Teori

Entryisme

Bagi para aktivis buruh dan pejuang kelas di Indonesia terdapat suatu perdebatan mengenai persoalan bekerja di dalam organisasi massa pada umumnya dan persoalan entryisme pada khususnya. Pertama-tama, patut kita ingat bahwasanya Marx dan Engels dalam Manifesto Komunis menyatakan, “Kaum Komunis tidak mendirikan suatu partai tersendiri yang bertentangan dengan partai-partai kelas buruh lainnya. Mereka tidak mempunyai kepentingan-kepentingan tersendiri dan terpisah dari kepentingan-kepentingan proletariat sebagai keseluruhan. Mereka tidak mengadakan prinsip-prinsip sendiri yang sektarian, yang hendak dijadikan pola bagi gerakan proletar.” Artinya, bukan hanya partai yang perlu kita bangun adalah partai buruh revolusioner yang dibangun di atas fondasi serikat-serikat buruh namun juga mewakili kepentingan kelas buruh secara keseluruhan.

Bagaimana kaum Marxis memandang persoalan entrisme atau bagaimana bekerja di organisasi massa yang sampai sekarang masih tetap relevan dan menjadi perdebatan.
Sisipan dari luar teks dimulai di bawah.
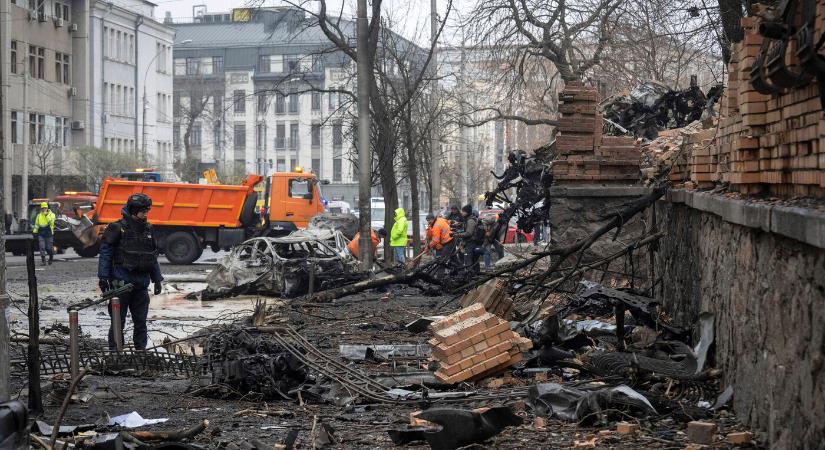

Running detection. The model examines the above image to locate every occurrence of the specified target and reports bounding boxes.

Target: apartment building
[0,0,174,215]
[173,8,358,204]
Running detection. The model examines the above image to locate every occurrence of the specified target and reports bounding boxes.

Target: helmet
[126,194,152,215]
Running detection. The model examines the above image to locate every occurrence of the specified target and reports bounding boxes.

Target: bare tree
[29,139,60,197]
[74,147,146,192]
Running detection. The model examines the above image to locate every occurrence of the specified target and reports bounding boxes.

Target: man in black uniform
[97,194,163,350]
[454,205,484,272]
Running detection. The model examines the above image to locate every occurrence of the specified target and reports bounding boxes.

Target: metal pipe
[111,297,123,351]
[69,309,80,380]
[356,0,370,272]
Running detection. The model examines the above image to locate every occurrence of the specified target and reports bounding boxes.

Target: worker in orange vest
[347,228,387,261]
[427,213,455,256]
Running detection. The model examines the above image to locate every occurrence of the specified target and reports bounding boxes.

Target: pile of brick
[711,10,825,196]
[461,278,513,319]
[429,303,532,383]
[553,82,640,184]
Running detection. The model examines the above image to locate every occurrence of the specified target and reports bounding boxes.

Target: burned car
[203,229,363,299]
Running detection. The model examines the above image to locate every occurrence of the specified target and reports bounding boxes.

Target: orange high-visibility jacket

Dari Marx, Engels, Lenin, Trotsky, Grant, Cannon, Cliff, bahkan Sneevliet, terdapat banyak perdebatan dan pandangan yang bisa diangkat sekaligus dipelajari terkait entrisme. Konteks mana yang melandasi perlunya entrisme? Bagaimana kerja kaum Marxis di dalam organisasi massa-organisasi massa buruh reformis? Haruskah kaum Marxis bekerja di dalam partai buruh reformis atau cukup bekerja di serikat-serikat reformis? Bagaimana menarik batas keseimbangan antara upaya memenangkan lapisan buruh maju dari pengaruh ormas reformis dengan mengikat tangan dan kaki pada kebijakan-kebijakan kaum reformis yang pro kapital? Apakah “split” adalah sesuatu yang direncanakan atau hasil reaksi serangan elit birokrasi? Mana saja sejarah keberhasilan dan kegagalan entrisme? Semua ini akan jadi bahasan Bumi Rakyat kali ini.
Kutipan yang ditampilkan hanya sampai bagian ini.